Avec Phénix noir, 20th Century Fox effectue une ultime tentative de sauvetage de la franchise X-Men avant que cette dernière rejoigne ses compatriotes de Marvel et Disney. Pour que la saga tire en effet sa révérence avec fracas, Simon Kinberg, qui entame ici sa carrière de réalisateur après avoir scénarisé plusieurs volets de la série, surfe sur la vague dramatique du puissant Logan, mais ça ne s’avère que partiellement réussi en raison d’un script inoffensif et confus.
S’inspirant de l’histoire The Dark Phoenix Saga, le film, à l’affiche dès aujourd’hui, s’attarde sur le personnage de Jean Grey (Sophie Turner de la série Game of thrones) qui ne parvient plus à comprendre et maitriser ses percutants pouvoirs cosmiques de mutante, devenant ainsi un danger autant pour elle-même que pour sa brigade. Cette inévitable et irréversible spirale de violences physiques et psychologiques poussera certains membres dont Mystique (Jennifer Lawrence) et Hank (Nicholas Hoult) à remettre en question les pratiques pédagogiquement nébuleuses du Professeur Charles Xavier (James McAvoy) en plus de réveiller la rage meurtrière de Vuk (Jessica Chastain), une extraterrestre souhaitant exterminer la race humaine pour que la sienne domine.
C’est malheureusement cette sous-intrigue inutile et mal ficelée qui vient assombrir toutes les belles promesses de Phénix noir. On n’accroche tout simplement pas à cette histoire complètement rocambolesque et grotesque même pour une œuvre de science-fiction. Habituellement excellente, Chastain n’arrive pas à déclencher des frissons de terreur dans le dos. Son apparence froide et blême ne suffit pas. On ne croit pas à sa haine. Ses stratégies de manipulation envers Jean tombent à plat et ennuient terriblement.
Kinberg et ses confrères donnent l’impression que les troubles psychologiques et mentaux de Jean Grey ne contenaient pas assez de tensions pour susciter l’intérêt des cinéphiles avides d’action, mais c’est exactement là qu’ils se sont fourvoyés. Les crises d’angoisse de Grey et les éveils de conscience de ses camarades humanisent les personnages et trouvent écho auprès du public qui se voit hélas entrainer dans des mises en situation incomplètes, incohérentes et impertinentes avant de pouvoir s’attacher entièrement.
Évidemment, le film divertit mais cette sensation qu’on aurait pu avoir accès à bien plus d’éléments croustillants flotte tout au long de l’œuvre. On se rabat sur les effets spéciaux spectaculaires qui, sans offrir aucun sens particulier, impressionnent d’un point de vue technique. Les fumées multicolores, les maquillages grandioses, les flammes marquant le visage de Grey, le classicisme dans l’architecture de l’école, l’immensité dense et alléchante de l’espace…Tout cela vaut la peine d’être visionné sur un grand écran.
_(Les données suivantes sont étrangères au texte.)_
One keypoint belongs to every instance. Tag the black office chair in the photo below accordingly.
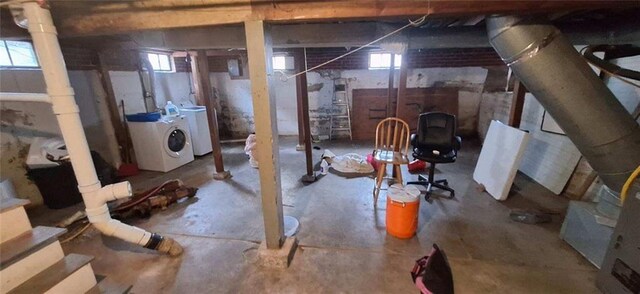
(435, 142)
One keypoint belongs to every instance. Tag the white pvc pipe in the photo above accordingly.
(95, 196)
(24, 97)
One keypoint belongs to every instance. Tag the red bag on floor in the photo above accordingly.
(432, 273)
(417, 166)
(372, 161)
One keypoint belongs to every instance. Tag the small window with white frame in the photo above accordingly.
(282, 62)
(383, 60)
(17, 54)
(160, 62)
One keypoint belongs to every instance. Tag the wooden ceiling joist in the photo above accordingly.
(85, 18)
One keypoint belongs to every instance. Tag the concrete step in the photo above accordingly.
(106, 285)
(29, 266)
(26, 244)
(13, 218)
(11, 203)
(72, 274)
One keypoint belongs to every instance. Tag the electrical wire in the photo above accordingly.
(414, 23)
(627, 184)
(623, 79)
(11, 2)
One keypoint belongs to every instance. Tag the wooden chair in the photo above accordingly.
(392, 145)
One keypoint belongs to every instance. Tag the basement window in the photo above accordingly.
(17, 54)
(383, 60)
(160, 62)
(283, 62)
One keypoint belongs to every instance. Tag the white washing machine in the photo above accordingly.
(199, 128)
(161, 145)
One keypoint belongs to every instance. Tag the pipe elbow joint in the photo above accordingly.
(115, 191)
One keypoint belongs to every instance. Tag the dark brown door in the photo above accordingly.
(370, 107)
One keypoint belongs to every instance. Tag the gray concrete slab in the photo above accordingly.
(343, 243)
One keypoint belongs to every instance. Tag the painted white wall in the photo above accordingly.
(237, 109)
(22, 122)
(173, 87)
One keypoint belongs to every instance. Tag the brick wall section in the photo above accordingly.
(424, 58)
(181, 65)
(78, 58)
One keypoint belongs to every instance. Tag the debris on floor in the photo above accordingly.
(348, 165)
(530, 216)
(140, 205)
(432, 273)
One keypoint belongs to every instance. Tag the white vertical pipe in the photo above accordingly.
(95, 197)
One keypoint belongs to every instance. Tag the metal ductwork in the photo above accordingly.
(556, 74)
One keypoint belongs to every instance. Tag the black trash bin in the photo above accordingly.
(58, 184)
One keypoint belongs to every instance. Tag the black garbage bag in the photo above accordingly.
(432, 273)
(58, 184)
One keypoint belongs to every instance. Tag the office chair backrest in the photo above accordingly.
(392, 134)
(436, 131)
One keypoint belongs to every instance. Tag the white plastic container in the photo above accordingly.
(171, 110)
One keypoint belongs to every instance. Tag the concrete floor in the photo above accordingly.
(343, 244)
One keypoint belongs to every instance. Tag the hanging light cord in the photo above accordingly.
(414, 23)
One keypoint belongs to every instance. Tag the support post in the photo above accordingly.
(260, 53)
(202, 85)
(515, 113)
(402, 82)
(298, 60)
(390, 90)
(114, 111)
(301, 84)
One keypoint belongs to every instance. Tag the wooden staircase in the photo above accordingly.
(31, 259)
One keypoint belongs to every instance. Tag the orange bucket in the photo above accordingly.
(402, 212)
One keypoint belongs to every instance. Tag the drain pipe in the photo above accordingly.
(582, 105)
(95, 196)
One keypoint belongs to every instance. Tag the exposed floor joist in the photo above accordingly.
(84, 18)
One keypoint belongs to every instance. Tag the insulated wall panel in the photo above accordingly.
(500, 158)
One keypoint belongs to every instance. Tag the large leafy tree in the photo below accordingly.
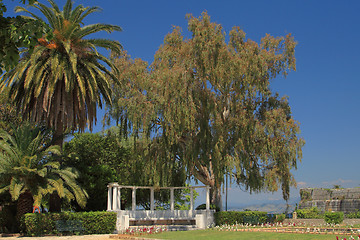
(104, 158)
(28, 171)
(15, 34)
(207, 104)
(62, 81)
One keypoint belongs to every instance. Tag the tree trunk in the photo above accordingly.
(206, 176)
(58, 136)
(24, 205)
(55, 203)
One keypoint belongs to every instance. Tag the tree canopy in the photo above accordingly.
(207, 105)
(104, 158)
(16, 33)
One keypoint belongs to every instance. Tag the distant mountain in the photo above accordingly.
(269, 207)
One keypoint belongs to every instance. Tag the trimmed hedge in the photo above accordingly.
(233, 217)
(309, 213)
(334, 217)
(37, 224)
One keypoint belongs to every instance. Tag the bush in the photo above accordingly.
(334, 217)
(36, 224)
(280, 217)
(309, 213)
(353, 214)
(233, 217)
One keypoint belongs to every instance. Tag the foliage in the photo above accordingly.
(36, 224)
(233, 217)
(63, 80)
(8, 115)
(103, 158)
(334, 217)
(313, 212)
(207, 105)
(280, 217)
(100, 161)
(16, 33)
(355, 214)
(27, 167)
(305, 195)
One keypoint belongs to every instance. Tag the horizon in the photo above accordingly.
(322, 93)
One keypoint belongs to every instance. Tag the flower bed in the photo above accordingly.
(334, 229)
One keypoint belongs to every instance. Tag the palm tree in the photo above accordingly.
(27, 172)
(63, 79)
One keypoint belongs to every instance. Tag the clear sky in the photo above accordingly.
(323, 92)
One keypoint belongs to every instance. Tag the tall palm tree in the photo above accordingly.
(27, 172)
(64, 78)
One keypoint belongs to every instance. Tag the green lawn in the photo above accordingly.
(213, 234)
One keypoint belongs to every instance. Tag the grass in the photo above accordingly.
(213, 234)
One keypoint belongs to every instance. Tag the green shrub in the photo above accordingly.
(212, 206)
(309, 213)
(353, 214)
(280, 217)
(334, 217)
(36, 224)
(233, 217)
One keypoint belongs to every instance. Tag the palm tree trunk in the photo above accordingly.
(58, 137)
(24, 205)
(55, 203)
(206, 176)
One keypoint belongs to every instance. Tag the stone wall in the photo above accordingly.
(345, 200)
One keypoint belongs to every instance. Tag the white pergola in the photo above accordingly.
(114, 196)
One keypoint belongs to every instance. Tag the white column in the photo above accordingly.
(207, 198)
(119, 198)
(134, 199)
(172, 199)
(191, 199)
(109, 197)
(114, 207)
(152, 199)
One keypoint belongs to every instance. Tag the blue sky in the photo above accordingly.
(323, 92)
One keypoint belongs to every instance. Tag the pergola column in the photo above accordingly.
(152, 199)
(114, 198)
(119, 198)
(191, 198)
(207, 198)
(133, 199)
(172, 199)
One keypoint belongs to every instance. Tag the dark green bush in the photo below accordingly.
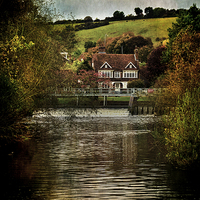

À travers une réalisation sans originalité, Phénix noir réserve quelques rebondissements efficaces mais ces derniers n’échappent pas à une certaine forme de facilité. La surutilisation de la musique lourde d’Hans Zimmer et ce besoin d’avoir à tout prix un retournement de situation renversant et déchirant atténuent les émotions. Le tout semble tristement plaqué.
La distribution n’en est nullement la cause, bien au contraire. Ce sont le manque d’audace dans le choix des arcs dramatiques qui fait cruellement défaut. Les acteurs ayant à leur actif plus d’un film de la série se débrouillent à merveille, connaissant leur personnage sur le bout des ongles.
James McAvoy continue d’offrir un professeur Xavier complexe dans sa personnalité énigmatique. Jennifer Lawrence apporte une belle maturité à sa Raven finalement en paix avec son identité. C’est une joie de renouer avec le tourmenté Magneto de Michael Fassbender qui chavire le cœur autant dans les scènes touchantes que dans les combats brillamment chorégraphiés. Sophie Turner tire davantage son épingle du jeu dans les séquences de groupe que dans les métamorphoses démoniaques de son personnage où elle surjoue la rage et la peine allègrement.
Bref, l’aventure des X-Men avec Fox s’achève amèrement même si elle a connu d’excellents moments mémorables comme Logan et First Class. Il ne reste qu’à espérer maintenant que The New Mutants nous servira l’intensité émotive et spectaculaire d’un X-Men digne de ce nom.
Ce film prend l’affiche dès le 7 juin 2019.